The National Science Foundation’s National Optical-Infrared Astronomy Research Laboratory (NOIRLab) operates DECam as part of an observatory project in Chile. The new astronomical dataset is the second release of the Dark Energy Camera Plane Survey (DECaPS2). NOIRLab called it “perhaps the largest catalog yet compiled” in a statement on Wednesday.
The camera used optical and near-infrared wavelengths of light to spot stars, star-forming regions, and clouds of gas and dust. “Imagine a group shot of over 3 billion people and every individual is recognizable,” says Debra Fischer of the NSF. “Astronomers will be delving into this detailed portrait of more than 3 billion stars in the Milky Way for decades to come.”
The survey looks at the Milky Way’s disk, which appears as a bright band running across the image. It’s full of stars and dust. There’s so much of both that it can be hard to work out what’s happening. Stars overlap. Dust hides stars. It took careful data processing to sort it all out.

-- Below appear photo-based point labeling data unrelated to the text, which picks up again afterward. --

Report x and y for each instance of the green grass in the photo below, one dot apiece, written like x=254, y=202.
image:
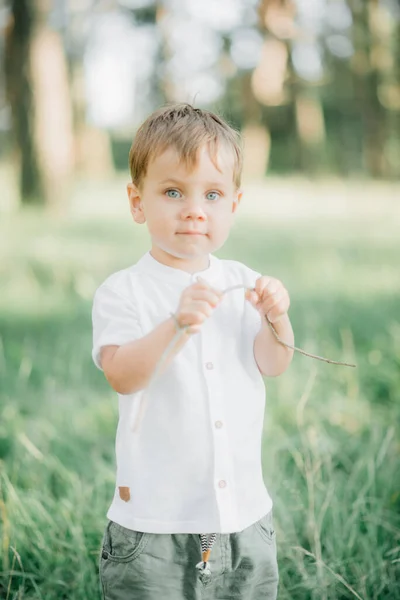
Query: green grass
x=331, y=443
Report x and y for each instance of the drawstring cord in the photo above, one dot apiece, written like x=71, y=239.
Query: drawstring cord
x=203, y=566
x=207, y=542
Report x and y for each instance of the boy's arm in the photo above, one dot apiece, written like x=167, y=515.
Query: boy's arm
x=129, y=367
x=272, y=357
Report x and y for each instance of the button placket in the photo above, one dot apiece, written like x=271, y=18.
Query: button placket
x=223, y=467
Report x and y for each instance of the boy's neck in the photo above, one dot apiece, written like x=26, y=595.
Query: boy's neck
x=201, y=263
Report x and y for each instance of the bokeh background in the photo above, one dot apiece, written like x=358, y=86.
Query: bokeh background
x=314, y=88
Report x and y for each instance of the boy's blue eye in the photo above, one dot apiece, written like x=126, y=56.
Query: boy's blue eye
x=213, y=196
x=173, y=194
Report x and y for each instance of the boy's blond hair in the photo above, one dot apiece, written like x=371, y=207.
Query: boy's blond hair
x=186, y=129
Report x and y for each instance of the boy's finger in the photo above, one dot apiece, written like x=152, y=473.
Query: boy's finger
x=205, y=283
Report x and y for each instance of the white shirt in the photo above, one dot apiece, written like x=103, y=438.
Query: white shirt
x=194, y=465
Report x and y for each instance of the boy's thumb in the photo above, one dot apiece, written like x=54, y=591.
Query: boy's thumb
x=251, y=296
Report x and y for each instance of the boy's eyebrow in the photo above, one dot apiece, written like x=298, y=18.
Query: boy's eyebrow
x=178, y=182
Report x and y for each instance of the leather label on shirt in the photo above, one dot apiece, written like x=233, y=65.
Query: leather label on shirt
x=124, y=493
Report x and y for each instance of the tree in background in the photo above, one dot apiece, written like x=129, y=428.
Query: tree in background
x=38, y=92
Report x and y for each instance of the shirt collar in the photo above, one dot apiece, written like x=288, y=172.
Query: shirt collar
x=148, y=264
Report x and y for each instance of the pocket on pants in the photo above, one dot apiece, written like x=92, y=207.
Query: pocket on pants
x=265, y=527
x=121, y=544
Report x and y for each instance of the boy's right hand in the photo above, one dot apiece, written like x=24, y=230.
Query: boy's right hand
x=197, y=303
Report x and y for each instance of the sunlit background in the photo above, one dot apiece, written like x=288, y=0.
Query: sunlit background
x=314, y=88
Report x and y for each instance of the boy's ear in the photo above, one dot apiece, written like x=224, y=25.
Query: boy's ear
x=237, y=199
x=135, y=203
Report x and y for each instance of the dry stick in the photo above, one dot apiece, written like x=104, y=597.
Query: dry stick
x=182, y=329
x=334, y=362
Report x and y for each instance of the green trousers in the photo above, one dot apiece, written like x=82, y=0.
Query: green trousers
x=153, y=566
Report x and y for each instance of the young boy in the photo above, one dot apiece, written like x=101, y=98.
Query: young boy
x=189, y=485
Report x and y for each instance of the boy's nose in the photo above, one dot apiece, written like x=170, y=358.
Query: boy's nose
x=194, y=210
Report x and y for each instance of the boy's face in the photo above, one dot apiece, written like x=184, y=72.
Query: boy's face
x=189, y=212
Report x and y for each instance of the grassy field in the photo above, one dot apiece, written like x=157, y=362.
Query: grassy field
x=331, y=443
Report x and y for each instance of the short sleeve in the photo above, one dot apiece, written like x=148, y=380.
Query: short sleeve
x=253, y=319
x=115, y=321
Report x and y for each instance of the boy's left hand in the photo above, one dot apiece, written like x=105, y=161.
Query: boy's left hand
x=270, y=298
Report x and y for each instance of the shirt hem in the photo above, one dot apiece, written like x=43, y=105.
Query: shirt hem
x=171, y=527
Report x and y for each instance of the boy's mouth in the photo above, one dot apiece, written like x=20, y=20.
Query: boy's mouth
x=190, y=233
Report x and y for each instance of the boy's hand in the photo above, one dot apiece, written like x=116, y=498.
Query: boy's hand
x=196, y=304
x=270, y=298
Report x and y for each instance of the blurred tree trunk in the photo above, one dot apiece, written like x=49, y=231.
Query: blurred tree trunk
x=19, y=95
x=53, y=108
x=38, y=92
x=366, y=79
x=255, y=133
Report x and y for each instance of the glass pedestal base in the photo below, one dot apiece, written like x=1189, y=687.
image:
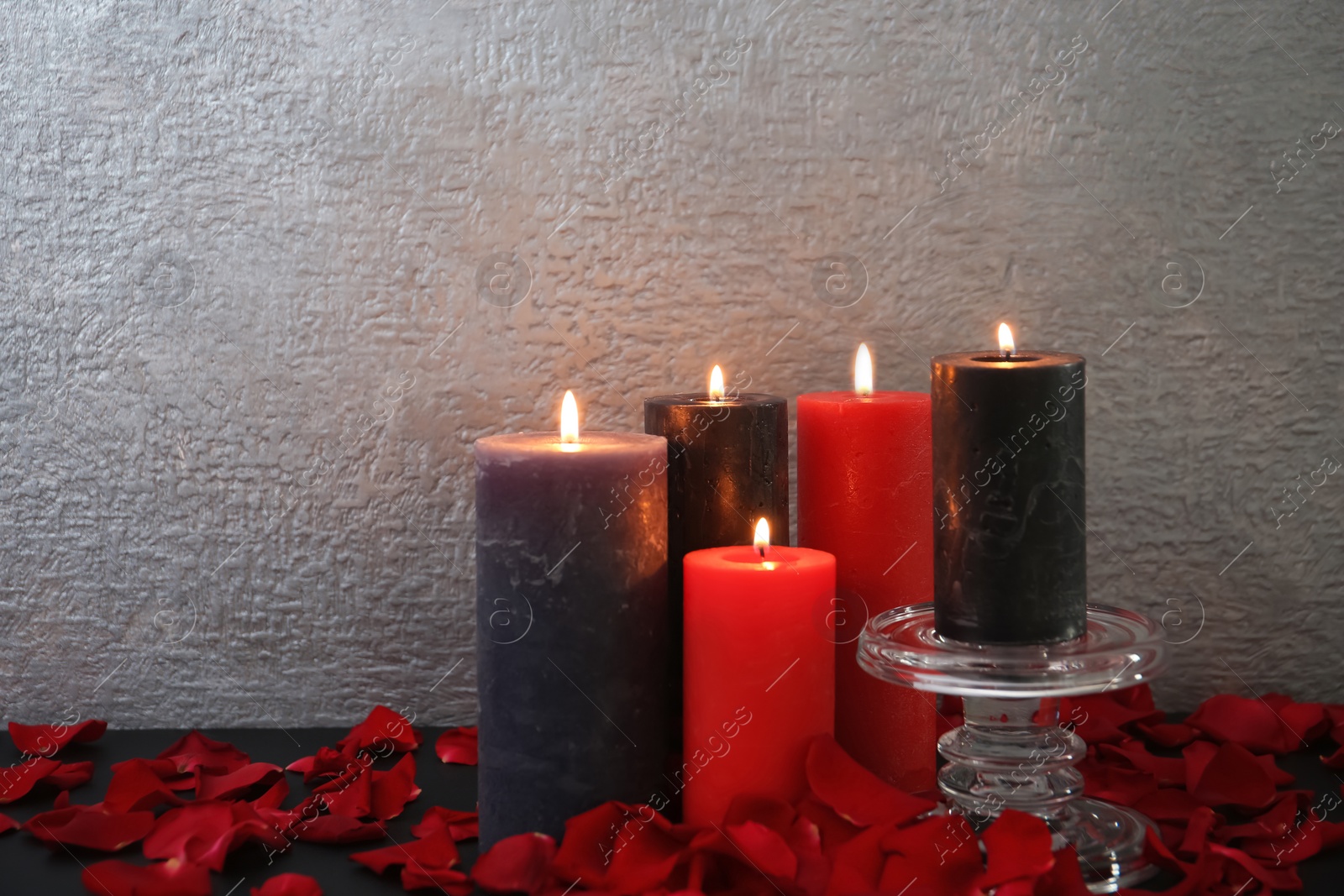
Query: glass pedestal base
x=1012, y=752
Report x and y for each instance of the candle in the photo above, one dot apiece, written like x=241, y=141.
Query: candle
x=866, y=496
x=759, y=672
x=727, y=465
x=571, y=625
x=1010, y=542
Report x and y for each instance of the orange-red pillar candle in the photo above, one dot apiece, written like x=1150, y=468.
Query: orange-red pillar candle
x=866, y=496
x=759, y=672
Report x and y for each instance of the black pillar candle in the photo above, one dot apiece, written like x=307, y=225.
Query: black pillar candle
x=571, y=627
x=727, y=468
x=1010, y=542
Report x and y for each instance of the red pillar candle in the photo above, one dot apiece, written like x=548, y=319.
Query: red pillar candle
x=866, y=496
x=759, y=672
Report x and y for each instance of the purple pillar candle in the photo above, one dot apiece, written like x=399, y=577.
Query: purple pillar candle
x=571, y=625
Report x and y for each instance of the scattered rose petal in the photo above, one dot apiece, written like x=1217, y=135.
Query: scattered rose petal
x=235, y=783
x=288, y=886
x=393, y=789
x=517, y=864
x=174, y=878
x=1016, y=846
x=460, y=825
x=91, y=826
x=46, y=741
x=457, y=746
x=857, y=794
x=138, y=786
x=382, y=728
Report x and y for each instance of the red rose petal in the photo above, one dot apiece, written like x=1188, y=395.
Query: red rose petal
x=71, y=774
x=517, y=864
x=765, y=849
x=393, y=789
x=205, y=832
x=1016, y=846
x=1227, y=775
x=136, y=786
x=235, y=783
x=195, y=750
x=457, y=746
x=18, y=781
x=174, y=878
x=349, y=797
x=338, y=829
x=91, y=826
x=1254, y=725
x=460, y=825
x=857, y=794
x=46, y=741
x=288, y=886
x=382, y=728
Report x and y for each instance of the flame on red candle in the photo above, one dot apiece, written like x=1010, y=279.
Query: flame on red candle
x=569, y=419
x=864, y=371
x=716, y=382
x=763, y=537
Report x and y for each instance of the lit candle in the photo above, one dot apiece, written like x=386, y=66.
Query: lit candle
x=866, y=496
x=727, y=464
x=759, y=672
x=571, y=624
x=1011, y=547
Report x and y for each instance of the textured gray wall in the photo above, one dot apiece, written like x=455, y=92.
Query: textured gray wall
x=245, y=345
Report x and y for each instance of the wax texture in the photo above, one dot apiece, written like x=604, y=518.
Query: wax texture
x=571, y=626
x=866, y=496
x=1010, y=497
x=759, y=673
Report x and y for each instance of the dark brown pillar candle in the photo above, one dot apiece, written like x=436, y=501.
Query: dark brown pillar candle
x=1010, y=542
x=727, y=468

“One of the main reasons for DECaPS2’s success is that we simply pointed to a region with an extraordinarily high density of stars and were careful about identifying sources that appear nearly superimposed,” says a graduate researcher from Harvard University. Andrew Saydjarilead author of a paper about the research published in The Astrophysical Journal this week.
Several billion stars may sound like an insane number, but it’s just a small drop in the galactic bucket. NASA estimates there are at least 100 billion stars in the Milky Way. The new survey covers just 6.5% of the night sky as seen from the southern hemisphere.
DECaPS2 was an epic, multi-year project consisting of 21,400 individual exposures and 10 terabytes of data. NOIRLabs description of the study as a “gigantic tapestry of astronomical data” is appropriate. We have never seen the Milky Way like this before. It’s beautiful and it’s humble.